ICELAND REVIEW, LE FIGARO MADAME (France)

REYKJAVIK – This Sunday, when Iceland goes to the polls to elect its next president, the choice is rather stark. There is the white-haired incumbent, Ólafur Ragnar Grímsson,69, and there is Thora Arnórsdóttir, who is not only a 37-year-old newcomer to politics, but also just gave birth last month to her third child.

Thora (in Iceland, people are referred to by their first names) is an unlikely candidate. A journalist and news editor at the Icelandic National Broadcasting Service (RÚV) she only announced her intention to run against Ólafur in April when more than seven months pregnant. Her daughter was born on May 18.

She is not married to her partner Svavar Halldórsson, who is also a reporter at the RÚV and is divorced with three children of his own. Svavar has said that if Thora was elected, he would resign from his job to raise their six children, do some gardening and write a cookbook, reports Le Figaro Madame.

Thora told Iceland Review that her family experience would be as useful in the presidency as her professional background, “having to coordinate my personal life and work to the extreme since I started a family has given me a wide perspective and an ability to prioritize.”

With a population of 320,000, Iceland was one of the first European countries to give women the right to vote (1918), to go to university (1911), or to have equal pay between men and women (1945 and 1961), reports Le Figaro Madame. Iceland was also the first country to elect a woman President in 1980: Vigdís Finnbogadóttir, a single mother. She was reelected three times and remains today hugely popular.
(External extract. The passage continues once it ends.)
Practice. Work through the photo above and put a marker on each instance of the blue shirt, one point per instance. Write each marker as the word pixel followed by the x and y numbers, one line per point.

In Iceland, 80 percent of women work. In 2010 a quota law was voted forcing boardrooms had to have at least 40 percent women, which will come into effect in 2013. Women are already very well represented in this country: if Thora wins, there will be a female president, a female prime minister (Johanna Sigurdardóttir), a female president of parliament (Asta Ragnheidhur Johannesdóttir) and a female bishop (reverend Agnes Sigurdardóttir).